Но его горло было мне не нужно.
В том, что должно было с ним произойти, виноват был не я, а его собственная жизнь.
Мне нужна была его правая руку.
Рука, торгующая смертью.
Я потянул его за руку своей правой рукой, а левой слегка подтолкнул в плечо.
Правая рука подонка вытянулась в струну, и уже одним этим, я мог бы вывихнуть ее.
Он я левым запястьем ударил его под локоть, и потому, как неправдиво вывернулся этот локоть вверх, а из глаз брызнули слезы, понял, что рука сломана надолго.
Может навсегда…
…Потом я вернулся к машине, и никто ничего не сказал.
Кроме Петра:
– Тебя не было четыре минуты…
В Москву мы приехали через два с половиной часа. Без всяких приключений.
Оставалось решить – что делать дальше. Времени на второе начало, нам было не отпущено…
Художник Андрей Каверин
…Мы обдумали все, что можно было обдумать, и поняли, что единственное, что нам остается – это действовать необдуманно…
Не смотря на то, что числюсь инструктором отдела культуры районной управы, и, в какой-то степени, являясь чиновником, я не люблю наших чиновников. Но еще больше, я не люблю наших чиновниц.
Район, в котором я живу – почти Кутузовский проспект – место пристойное и завидное. В нем полным полно чиновников, пришлых, новых и доморощенных.
Моя одноклассница, Лидка Нарокина, была какое-то время помощником какого-то депутата от фракции Народовластие – существовала когда-то фракция под таким не понятным нормальному человеку названием, и служила для того, чтобы водить остальных человеков за нос.
В этом нет ничего странного.
Уже много лет, терминология наших политиков, для меня – тайна за семьюдесятью семью печатями.
Слышу, например, что власть должна принадлежать народу, и никак не могу добиться ответа – какая власть: законодательная, исполнительная или судебная?
Самое удивительное то, что вразумительного ответа, я не могу добиться и от тех, кто это говорит.
Может, они тоже не знают?
Или: земля должна принадлежать народу.
Если народу, значит и – мне.
Выходит, я должен заботиться о том, чтобы земля, эта самая, правильно эксплуатировалась, приносила прибыль и так далее.
А меня кто-нибудь спрашивал о том, умею ли я, а, главное, хочу ли я этим заниматься?
То же самое с нефтью, золотом серебром, фабриками, заводами, и продовольственным ларьком справа от моего дома. Если смотреть по диагонали…

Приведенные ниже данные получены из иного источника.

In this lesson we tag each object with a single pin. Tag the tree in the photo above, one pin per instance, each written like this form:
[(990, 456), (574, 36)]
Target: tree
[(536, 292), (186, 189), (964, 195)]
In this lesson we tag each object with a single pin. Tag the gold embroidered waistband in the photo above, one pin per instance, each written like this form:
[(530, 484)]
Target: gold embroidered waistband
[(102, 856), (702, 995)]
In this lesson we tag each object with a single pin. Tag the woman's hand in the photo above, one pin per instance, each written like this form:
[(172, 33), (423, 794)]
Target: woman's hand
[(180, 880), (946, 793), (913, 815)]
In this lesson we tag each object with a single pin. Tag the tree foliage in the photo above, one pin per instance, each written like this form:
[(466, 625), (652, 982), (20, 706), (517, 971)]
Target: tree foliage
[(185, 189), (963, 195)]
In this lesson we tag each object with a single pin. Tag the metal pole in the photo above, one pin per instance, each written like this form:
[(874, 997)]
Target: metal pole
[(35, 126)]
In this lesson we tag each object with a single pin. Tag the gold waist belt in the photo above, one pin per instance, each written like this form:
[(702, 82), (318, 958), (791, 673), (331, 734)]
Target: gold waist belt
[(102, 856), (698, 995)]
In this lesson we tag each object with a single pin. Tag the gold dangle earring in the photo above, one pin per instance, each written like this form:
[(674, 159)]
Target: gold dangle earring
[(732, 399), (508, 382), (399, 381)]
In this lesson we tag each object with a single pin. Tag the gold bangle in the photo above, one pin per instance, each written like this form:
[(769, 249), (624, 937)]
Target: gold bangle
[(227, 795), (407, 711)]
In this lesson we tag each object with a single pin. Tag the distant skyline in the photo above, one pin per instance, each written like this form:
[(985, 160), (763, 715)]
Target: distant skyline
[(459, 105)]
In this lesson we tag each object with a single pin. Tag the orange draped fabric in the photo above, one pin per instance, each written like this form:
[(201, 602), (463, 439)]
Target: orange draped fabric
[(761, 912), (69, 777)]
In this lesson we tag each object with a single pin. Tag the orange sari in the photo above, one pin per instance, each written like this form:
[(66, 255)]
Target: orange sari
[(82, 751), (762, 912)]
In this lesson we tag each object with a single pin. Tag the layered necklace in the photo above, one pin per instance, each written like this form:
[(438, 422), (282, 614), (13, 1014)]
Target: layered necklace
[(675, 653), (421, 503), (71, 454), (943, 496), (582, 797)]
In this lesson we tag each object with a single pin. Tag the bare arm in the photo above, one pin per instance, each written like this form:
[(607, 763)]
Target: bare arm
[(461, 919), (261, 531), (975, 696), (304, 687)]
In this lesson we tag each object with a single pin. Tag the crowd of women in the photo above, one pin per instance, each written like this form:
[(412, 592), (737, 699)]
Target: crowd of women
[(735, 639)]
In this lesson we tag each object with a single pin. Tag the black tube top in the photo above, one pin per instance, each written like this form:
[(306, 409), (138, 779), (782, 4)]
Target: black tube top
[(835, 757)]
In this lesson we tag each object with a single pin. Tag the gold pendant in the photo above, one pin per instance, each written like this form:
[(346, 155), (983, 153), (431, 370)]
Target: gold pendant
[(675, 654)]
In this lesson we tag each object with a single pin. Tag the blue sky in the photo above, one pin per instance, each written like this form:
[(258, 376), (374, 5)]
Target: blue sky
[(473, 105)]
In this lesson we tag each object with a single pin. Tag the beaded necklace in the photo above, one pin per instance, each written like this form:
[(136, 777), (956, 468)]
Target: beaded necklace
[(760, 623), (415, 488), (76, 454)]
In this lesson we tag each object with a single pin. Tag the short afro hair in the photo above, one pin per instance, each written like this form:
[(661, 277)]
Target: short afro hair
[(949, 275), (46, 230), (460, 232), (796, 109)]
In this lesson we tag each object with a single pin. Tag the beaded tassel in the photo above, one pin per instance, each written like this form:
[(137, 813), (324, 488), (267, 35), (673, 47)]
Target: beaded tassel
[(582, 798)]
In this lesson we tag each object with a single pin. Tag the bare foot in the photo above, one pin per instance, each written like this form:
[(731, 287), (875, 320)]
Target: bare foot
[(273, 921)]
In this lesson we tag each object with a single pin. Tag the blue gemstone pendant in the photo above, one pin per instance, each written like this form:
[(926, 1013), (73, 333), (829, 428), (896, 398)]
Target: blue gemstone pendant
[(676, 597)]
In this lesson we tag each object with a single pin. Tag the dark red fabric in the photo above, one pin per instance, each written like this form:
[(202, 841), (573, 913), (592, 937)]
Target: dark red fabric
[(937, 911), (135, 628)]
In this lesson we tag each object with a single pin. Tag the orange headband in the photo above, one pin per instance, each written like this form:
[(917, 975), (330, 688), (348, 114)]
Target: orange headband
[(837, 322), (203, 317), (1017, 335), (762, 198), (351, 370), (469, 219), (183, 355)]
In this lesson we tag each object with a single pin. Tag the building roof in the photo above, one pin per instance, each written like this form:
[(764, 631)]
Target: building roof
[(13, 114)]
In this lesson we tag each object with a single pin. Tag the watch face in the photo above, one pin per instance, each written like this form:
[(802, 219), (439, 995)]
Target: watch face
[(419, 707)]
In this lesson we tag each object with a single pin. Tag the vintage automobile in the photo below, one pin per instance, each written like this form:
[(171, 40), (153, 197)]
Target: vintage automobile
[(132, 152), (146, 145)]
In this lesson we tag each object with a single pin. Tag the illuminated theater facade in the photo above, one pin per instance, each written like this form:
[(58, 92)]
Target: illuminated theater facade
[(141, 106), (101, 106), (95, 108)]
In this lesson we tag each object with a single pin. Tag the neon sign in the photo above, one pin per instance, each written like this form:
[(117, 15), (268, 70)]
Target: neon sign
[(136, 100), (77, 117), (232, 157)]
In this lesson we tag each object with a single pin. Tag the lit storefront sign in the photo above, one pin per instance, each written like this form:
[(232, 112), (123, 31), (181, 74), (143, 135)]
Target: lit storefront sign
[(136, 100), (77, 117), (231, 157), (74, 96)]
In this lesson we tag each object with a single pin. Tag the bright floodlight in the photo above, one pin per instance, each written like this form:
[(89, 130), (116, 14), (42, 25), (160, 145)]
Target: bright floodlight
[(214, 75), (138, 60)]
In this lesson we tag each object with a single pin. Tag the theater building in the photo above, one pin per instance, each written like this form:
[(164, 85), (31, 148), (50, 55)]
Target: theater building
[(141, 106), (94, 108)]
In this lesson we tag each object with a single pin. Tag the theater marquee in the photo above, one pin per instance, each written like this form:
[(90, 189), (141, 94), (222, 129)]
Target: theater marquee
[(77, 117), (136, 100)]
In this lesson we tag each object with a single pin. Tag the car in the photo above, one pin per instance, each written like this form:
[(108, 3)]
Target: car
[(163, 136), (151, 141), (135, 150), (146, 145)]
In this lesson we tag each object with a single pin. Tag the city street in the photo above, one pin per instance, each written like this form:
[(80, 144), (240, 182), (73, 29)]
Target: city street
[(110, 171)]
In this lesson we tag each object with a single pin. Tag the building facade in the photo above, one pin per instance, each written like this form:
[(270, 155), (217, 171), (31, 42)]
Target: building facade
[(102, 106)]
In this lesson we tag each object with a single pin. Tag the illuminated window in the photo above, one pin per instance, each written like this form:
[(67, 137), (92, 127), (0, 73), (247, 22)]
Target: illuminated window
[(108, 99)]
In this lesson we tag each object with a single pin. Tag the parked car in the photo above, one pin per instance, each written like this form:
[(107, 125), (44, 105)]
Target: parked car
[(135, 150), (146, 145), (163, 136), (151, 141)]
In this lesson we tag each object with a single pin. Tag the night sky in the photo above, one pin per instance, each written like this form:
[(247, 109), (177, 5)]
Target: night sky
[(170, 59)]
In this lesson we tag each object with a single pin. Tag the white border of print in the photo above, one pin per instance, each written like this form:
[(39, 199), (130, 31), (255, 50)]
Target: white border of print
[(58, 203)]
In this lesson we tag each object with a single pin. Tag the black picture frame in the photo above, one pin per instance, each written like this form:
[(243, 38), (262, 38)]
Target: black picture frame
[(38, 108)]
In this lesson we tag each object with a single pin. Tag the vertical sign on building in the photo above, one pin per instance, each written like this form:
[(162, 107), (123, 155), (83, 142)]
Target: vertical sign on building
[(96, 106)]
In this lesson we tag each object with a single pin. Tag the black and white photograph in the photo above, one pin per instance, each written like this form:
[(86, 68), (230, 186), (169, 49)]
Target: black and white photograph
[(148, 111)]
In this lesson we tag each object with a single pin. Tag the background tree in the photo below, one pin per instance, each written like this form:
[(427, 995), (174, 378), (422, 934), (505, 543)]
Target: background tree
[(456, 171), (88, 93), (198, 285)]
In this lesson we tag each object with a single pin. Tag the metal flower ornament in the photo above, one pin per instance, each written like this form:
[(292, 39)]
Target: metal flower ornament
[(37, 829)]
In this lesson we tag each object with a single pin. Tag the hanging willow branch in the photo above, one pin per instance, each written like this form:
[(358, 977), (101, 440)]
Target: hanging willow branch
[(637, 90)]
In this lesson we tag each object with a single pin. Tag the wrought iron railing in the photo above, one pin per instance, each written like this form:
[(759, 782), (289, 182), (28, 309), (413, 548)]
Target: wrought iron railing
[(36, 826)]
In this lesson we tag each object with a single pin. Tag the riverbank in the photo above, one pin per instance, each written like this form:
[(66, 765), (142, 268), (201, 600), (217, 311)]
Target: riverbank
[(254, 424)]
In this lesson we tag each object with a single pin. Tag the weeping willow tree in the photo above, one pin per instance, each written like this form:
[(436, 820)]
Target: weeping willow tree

Наверное, если бы люди чаще задумывались о том, что им говорят политики, политикам чаще приходилось бы задумываться о том, что они говорят людям…
…Помню, как-то, несколько лет назад я битый час тратил время попусту, доказывая своей бывшей однокласснице, Лидке Нарокиной, что Куба – это западная страна, а Япония – восточная.
Не смотря на то, что Лидка была идиоткой со школы, я приводил ей в пример Нулевой меридиан, координаты полушарий и прочее – такая вера в просветление человеческого разума, конечно, плохо характеризует мой собственный разум, но я, как говорится, включился в процесс, и остановиться мне было трудно.
Почти невозможно.
А она упиралась: раз Куба социалистическая, значит – восточная. Раз Япония капиталистическая, значит – западная.
Я потратил время зря, а Лидка Нарокина теперь эксперт Госдумы по макрополитике.
Эксперт – это такой человек, который сам сделать ничего не может потому, что не знает, но имеет свое мнение, которое кажется ему окончательным.
К экспертам обращаются те, кто разбирается в чем-то еще хуже, чем эксперты.
Но, по крайней мере, отдает себе в этом отчет…
…И еще, мы довольно долго жили с Лидкой в одном дворе, но я ни разу не слышал, ни об одном ее романе.
Вряд ли она лесбиянка, но, по-моему – старая дева.